4.Racial issues in the UK - in the '70s as well as later and the time of the release of the film? The role of Muslims in and around Salford as well as in Yorkshire and Bradford?
5.The opening of the film with the highlighting of Catholic and Muslim traditions? The father and his proud Muslim tradition, the mother and her wanting her children to have some Catholic background? The procession through the streets of Salford and having to elude the father seeing them?
6.The film's focus on family and the functioning of family? The role of the patriarchal father? The strong but submissive mother who loves her husband? The range of children and the next generation? The oldest son and the arranged marriage, the next children and their being assimilated, the daughter and her place in English society, the young boy and the next generation?
7.The film dramatising the various gaps within the family and the individuals in English society?
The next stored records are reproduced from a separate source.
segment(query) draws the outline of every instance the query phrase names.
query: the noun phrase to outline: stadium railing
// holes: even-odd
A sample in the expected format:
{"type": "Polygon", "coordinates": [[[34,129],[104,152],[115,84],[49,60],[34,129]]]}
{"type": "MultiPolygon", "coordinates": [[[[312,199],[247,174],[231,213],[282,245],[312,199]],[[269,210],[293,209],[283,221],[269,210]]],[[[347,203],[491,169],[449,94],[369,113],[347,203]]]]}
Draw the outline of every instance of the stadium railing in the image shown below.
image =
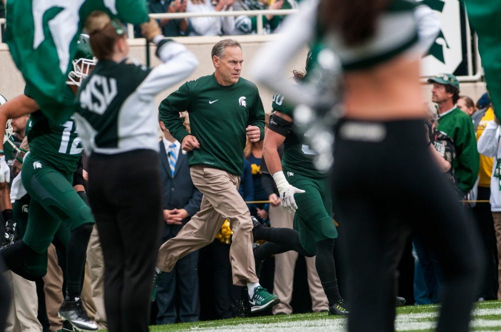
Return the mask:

8.The marriage, the symbols, the clothes? The arranged marriage and the rituals? Nazir and his reluctantly going to be married, the ceremonies, the response of the family, his father depending on his son marrying well and buying the various costumes and headdress for the wedding? Nazir and his walking out, his being disowned, the disgrace for the family?
9.The character of George, Om Puri's screen presence? Strong, strict, patriarchal? His manner of speaking, accent, his language and swearing? His treatment of his wife, of the children? The Muslim background and expectations? His coming to England in 1937, getting the role in the movie, establishing himself, leaving his first wife in Pakistan - or in India - and using that as a threat to his second wife? His becoming British in many ways but not assimilating so well? The passing of 25 years, the seven children? The fish and chip shop? His relationship to his wife? To the Muslim community, to the Pakistani tradition, language?
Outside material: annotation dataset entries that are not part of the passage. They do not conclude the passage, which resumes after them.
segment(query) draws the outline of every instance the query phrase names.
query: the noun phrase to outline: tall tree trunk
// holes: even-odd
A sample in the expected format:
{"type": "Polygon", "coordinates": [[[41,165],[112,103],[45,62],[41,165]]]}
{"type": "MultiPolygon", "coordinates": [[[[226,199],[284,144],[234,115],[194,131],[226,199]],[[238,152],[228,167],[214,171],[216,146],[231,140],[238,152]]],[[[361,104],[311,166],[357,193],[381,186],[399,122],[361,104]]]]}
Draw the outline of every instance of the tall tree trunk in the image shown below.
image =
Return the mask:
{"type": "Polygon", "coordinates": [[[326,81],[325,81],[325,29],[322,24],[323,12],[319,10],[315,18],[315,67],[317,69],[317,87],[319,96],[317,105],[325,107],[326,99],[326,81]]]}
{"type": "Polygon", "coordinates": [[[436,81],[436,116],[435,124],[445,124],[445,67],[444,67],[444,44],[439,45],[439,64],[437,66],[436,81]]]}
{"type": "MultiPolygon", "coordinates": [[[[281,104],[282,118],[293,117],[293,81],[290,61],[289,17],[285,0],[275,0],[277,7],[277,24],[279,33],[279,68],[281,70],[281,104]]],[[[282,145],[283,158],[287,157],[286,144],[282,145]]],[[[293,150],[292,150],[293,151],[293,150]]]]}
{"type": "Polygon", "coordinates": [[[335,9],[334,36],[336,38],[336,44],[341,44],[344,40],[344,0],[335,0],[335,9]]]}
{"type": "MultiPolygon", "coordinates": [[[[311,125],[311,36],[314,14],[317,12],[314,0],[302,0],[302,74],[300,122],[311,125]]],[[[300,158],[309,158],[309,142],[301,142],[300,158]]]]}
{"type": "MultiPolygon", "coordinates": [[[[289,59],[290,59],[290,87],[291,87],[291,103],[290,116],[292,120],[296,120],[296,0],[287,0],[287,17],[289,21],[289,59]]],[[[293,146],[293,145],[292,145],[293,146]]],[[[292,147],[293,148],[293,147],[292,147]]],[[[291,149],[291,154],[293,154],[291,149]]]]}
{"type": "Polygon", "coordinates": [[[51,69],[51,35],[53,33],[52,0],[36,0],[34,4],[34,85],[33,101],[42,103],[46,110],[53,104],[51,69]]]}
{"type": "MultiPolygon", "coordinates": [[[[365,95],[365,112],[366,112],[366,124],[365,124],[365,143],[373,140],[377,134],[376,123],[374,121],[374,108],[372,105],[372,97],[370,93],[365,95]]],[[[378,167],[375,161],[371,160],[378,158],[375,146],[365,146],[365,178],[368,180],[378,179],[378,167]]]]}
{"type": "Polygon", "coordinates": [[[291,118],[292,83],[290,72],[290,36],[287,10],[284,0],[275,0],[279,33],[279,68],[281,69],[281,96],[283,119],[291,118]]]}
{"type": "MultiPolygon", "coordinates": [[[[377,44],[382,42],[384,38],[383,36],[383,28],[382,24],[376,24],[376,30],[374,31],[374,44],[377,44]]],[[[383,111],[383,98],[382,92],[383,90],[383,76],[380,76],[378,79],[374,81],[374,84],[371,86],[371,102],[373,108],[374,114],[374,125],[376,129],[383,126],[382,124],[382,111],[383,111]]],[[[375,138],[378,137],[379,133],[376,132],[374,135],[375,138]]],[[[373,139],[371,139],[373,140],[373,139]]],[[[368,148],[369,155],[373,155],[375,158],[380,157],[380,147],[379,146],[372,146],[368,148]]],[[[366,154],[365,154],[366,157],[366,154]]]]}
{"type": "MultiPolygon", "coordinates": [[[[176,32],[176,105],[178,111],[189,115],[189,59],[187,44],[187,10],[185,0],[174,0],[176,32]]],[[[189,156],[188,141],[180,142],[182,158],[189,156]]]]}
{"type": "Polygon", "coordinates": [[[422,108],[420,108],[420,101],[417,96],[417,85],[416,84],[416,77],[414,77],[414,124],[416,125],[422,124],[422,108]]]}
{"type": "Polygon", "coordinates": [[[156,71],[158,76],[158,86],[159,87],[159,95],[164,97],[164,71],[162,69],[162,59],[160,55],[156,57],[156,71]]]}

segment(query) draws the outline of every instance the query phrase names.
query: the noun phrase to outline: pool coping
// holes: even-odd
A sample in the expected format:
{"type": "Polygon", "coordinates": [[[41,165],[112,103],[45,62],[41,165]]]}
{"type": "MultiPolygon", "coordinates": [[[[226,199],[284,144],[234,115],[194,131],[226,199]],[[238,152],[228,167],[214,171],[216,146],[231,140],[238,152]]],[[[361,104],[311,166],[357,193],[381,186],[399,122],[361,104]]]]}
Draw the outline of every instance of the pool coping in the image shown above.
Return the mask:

10.The contrast with his wife, married for 25 years, the children? Her love for her husband, yet his brutality? Love for her children and with the difficulties of their growing up? Her friendship with the woman across the street as a kind of relation for the family? The shop, the fish and chips? The consequences of her choices in marrying? Nazir and his not going through with the wedding? Her relationship with her children, the older sons and their working, the daughter and her studies, the student of art, the young boy and his being circumcised - and the humour of the circumcision and the post-circumcision sequences?
11. Nazir, his place in the household, character, deceits, leaving, in the shop, with Nigel? His being gay, the visits, the phone calls?
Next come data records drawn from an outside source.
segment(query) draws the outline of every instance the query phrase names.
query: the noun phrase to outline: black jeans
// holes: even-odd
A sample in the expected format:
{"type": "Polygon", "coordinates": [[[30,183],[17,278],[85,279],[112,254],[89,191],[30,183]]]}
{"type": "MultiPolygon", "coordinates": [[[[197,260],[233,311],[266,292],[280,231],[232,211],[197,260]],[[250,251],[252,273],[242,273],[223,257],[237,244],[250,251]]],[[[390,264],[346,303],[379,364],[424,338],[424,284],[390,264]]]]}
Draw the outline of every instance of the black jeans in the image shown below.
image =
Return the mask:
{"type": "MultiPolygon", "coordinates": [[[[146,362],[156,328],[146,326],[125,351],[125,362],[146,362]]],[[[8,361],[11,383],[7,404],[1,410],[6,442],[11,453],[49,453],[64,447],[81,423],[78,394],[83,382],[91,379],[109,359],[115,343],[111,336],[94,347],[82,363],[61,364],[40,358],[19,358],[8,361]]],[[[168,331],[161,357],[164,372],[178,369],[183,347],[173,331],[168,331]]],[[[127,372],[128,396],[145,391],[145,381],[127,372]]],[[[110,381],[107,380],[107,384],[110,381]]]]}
12.Abdul, the work, sexual issues, the stag party, modest, the disco, the marriage preparations, the final confrontation, Saji and the cap?
13.Tarik, his place in the family, sexual attitudes, Stella, the friend, the chips? The disco, the marriage situation, rebelling, leaving for Nazir, backing down?
14.Sajid, his art, the money, the sculpture?
15.Maneer, her place in the family, following her father and mother, dutiful? The Muslim traditions and her reaction? Packing up, her final decision?
16.Sajid, Ernest, their friendship, the anorak? The circumcision issue, the pissing, the drawing, their talk?
17.Mena, school, the uniform, the dance, Ernest, the background of social comment in 1971? The sari?
18.Stella, her character, Annie, her character? Her influence in the family? The different ethnic backgrounds?
19.Life in the street, Ernest and his grandfather, the film’s attention to detail within the house, outside?
20.The Urdu school? The disco? Bradford and the movies?
21.Negotiation with Shah, Shah’s visit, the rudeness, the dog?
22.The build-up to the climax, the chase?
23.How well did the film blend both the comic and the tragic? A portrait of Britain in the 1970s? The political background of Enoch Powell and his social comment, critiques? Racism? The 1970s seen in the perspective of later decades, integration, multiculturalism, stances towards Pakistanis and Indians, towards Muslims?